|
I think this posts misses the most important piece, the real secret sauce, which is how do you sift through massive streams of data and separate the signals from the noise? And how do you do so continuously so that as soon as an edge evaporates you don't keep trading it? I think the key insight they made here is much less sophisticated than many think. The usual guess is that all these math geniuses have some magic statistical models that tell them the answer, but I don't think that's it. There are known, good ways to detect these things, and most (if not all) hedge funds are aware of them. I think the magic is in the systems engineering they have done. It is a system which is able to evaluate the quality of a signal as it would be traded. Traditionally, quants come up with models that they then backtest to "prove" before doing live trading. A lot of models that look great on paper, or on historic data, fall flat in real-world trading. Hedge funds spend significant time and resources on quality back-testing data and systems, and I think Renaissance has been able to take this to a whole new level. This is all mainly a guess on my part, but based on the book The Man Who Solved the Market, which alludes to this system without going into details (obviously). It is much less exciting than some super sophisticated ML models or what-not that people imagine is the source of their success.

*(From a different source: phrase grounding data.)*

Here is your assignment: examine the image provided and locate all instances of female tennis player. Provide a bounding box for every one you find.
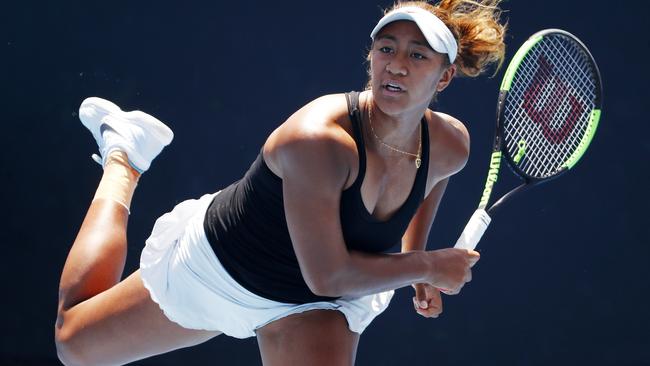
[55,1,506,365]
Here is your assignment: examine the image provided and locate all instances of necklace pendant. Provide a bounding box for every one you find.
[415,157,421,169]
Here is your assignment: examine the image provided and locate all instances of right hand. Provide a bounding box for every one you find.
[425,248,480,295]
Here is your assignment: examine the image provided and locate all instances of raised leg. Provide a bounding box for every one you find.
[56,98,221,365]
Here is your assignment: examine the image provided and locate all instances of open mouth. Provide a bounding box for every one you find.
[383,82,405,92]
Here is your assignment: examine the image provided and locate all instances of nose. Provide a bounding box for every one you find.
[386,54,408,76]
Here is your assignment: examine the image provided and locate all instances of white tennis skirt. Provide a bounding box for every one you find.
[140,192,394,339]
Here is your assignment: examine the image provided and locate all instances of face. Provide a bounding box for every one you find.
[370,20,456,116]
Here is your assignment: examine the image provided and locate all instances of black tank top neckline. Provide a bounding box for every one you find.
[342,91,430,224]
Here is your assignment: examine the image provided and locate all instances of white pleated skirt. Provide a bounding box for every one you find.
[140,192,394,339]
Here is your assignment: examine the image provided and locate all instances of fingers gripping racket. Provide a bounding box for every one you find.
[454,29,603,251]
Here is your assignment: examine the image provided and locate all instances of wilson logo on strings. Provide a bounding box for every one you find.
[522,55,584,144]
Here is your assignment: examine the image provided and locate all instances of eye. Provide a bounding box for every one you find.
[411,52,427,60]
[378,46,393,54]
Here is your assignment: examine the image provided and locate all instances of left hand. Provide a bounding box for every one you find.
[411,283,443,318]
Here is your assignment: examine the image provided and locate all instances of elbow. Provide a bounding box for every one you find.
[308,280,341,298]
[305,273,344,298]
[301,254,353,298]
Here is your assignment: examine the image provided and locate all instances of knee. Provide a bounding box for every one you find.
[55,316,90,366]
[55,329,79,366]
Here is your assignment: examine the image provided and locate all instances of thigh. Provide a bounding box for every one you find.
[56,270,221,365]
[256,309,360,366]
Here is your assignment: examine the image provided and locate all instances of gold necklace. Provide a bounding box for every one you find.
[367,100,422,169]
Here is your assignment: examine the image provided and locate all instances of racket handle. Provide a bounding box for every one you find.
[454,209,492,250]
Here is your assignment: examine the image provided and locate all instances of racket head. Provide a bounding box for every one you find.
[495,29,603,182]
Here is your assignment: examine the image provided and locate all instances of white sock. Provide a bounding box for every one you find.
[92,151,140,213]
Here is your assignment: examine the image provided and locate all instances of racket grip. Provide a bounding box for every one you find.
[454,209,492,250]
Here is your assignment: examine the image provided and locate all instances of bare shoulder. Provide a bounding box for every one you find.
[263,94,357,185]
[426,110,470,177]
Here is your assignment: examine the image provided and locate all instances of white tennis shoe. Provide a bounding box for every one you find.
[78,97,174,173]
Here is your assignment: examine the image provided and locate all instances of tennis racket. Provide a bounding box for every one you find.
[454,29,603,251]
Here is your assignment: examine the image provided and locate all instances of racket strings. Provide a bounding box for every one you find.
[507,38,595,176]
[510,41,591,175]
[502,34,598,178]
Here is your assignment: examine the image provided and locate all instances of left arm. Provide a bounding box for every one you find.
[401,178,450,318]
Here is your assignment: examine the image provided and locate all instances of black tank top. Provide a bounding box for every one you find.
[203,92,430,304]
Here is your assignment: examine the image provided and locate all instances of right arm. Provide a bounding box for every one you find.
[277,127,472,298]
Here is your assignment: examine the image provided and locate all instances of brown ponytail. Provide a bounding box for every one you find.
[390,0,507,77]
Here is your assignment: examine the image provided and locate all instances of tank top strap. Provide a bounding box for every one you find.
[414,116,430,201]
[344,91,359,116]
[344,91,367,182]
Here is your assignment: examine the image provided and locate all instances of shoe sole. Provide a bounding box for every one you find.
[79,97,174,147]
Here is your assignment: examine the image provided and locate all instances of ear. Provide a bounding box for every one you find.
[436,64,457,92]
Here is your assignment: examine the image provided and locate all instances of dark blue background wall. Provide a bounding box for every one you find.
[2,1,648,365]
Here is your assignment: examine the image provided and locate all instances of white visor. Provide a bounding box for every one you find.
[370,6,458,64]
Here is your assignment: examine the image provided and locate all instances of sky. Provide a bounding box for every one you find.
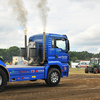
[0,0,100,53]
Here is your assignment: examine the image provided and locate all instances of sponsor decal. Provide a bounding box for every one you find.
[57,49,59,53]
[50,49,55,53]
[62,56,67,59]
[35,70,44,73]
[21,77,30,80]
[20,70,29,73]
[50,49,54,50]
[38,70,44,72]
[21,70,27,73]
[11,70,14,73]
[23,77,30,79]
[58,56,67,59]
[36,70,38,73]
[10,70,19,74]
[58,56,61,58]
[56,49,61,53]
[32,76,36,78]
[31,70,35,73]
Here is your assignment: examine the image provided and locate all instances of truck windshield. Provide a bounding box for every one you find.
[56,40,66,50]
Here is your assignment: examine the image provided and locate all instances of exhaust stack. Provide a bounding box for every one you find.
[41,32,45,64]
[24,28,27,48]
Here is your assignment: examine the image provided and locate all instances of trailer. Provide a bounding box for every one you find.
[0,33,70,92]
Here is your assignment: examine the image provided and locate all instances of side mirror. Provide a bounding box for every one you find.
[66,40,70,51]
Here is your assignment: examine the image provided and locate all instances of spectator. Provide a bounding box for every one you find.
[5,61,9,65]
[10,62,12,65]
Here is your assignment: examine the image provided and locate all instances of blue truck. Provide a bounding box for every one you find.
[0,32,70,92]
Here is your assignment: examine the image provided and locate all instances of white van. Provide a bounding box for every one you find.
[76,61,90,68]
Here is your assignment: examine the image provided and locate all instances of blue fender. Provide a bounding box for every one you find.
[0,60,10,81]
[44,61,63,79]
[0,60,6,67]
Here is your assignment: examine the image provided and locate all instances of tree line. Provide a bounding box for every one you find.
[0,46,20,63]
[0,46,99,63]
[69,51,99,62]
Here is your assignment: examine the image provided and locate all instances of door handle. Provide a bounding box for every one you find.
[55,55,58,58]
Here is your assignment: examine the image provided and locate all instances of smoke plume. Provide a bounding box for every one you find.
[8,0,28,33]
[37,0,50,32]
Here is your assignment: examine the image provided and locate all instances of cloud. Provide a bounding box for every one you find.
[69,23,100,53]
[0,0,100,54]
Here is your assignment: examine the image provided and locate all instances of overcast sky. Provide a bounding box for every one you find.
[0,0,100,53]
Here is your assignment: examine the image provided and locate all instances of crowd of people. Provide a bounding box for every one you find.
[5,61,12,65]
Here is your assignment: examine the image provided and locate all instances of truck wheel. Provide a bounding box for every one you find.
[94,68,98,74]
[45,68,61,86]
[98,66,100,73]
[76,66,78,68]
[0,68,7,92]
[90,71,93,73]
[85,67,88,73]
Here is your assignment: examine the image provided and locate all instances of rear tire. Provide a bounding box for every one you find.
[90,71,93,73]
[98,66,100,73]
[85,67,88,73]
[94,68,98,74]
[0,68,7,92]
[45,68,61,86]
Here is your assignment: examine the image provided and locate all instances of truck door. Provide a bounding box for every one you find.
[54,38,68,63]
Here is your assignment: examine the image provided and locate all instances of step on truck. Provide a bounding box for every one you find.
[0,32,70,92]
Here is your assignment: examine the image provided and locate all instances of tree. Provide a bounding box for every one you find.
[0,46,20,63]
[6,46,20,61]
[69,51,94,62]
[71,57,78,62]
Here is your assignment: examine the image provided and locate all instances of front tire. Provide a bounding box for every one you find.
[45,68,61,86]
[94,68,98,74]
[85,67,88,73]
[0,68,7,92]
[98,66,100,73]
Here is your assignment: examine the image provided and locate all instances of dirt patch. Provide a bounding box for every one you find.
[0,74,100,100]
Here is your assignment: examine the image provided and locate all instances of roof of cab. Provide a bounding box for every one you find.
[29,33,67,39]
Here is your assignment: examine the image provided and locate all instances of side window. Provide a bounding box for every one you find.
[99,59,100,65]
[56,40,66,50]
[52,39,55,48]
[78,63,80,65]
[52,38,66,50]
[80,63,82,65]
[83,62,85,65]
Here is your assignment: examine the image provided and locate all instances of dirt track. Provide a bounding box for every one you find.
[1,74,100,100]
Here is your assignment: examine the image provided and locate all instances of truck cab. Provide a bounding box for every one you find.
[28,33,69,63]
[0,33,70,92]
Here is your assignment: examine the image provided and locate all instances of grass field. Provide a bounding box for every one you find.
[69,68,85,74]
[69,68,100,75]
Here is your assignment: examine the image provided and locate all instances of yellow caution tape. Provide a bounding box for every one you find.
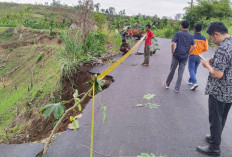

This post focuses on the leverage, which is great for goosing the returns, but isn't the whole story. Put another way, if you could magically be gifted some part of Ren, which you rather have their special leverage arrangements, or the signal vs. noise oracle? |
I used to work on investing using credit card data (which rentech uses). All the hedge funds can access the daily credit card data at the same time. The question is, where there is a huge amount of noise in some pattern in the data, the risk is still high entering a position on it. The fund that models that risk best and says, "when the unique number of credit card spenders at this company goes up, I buy", they make the most.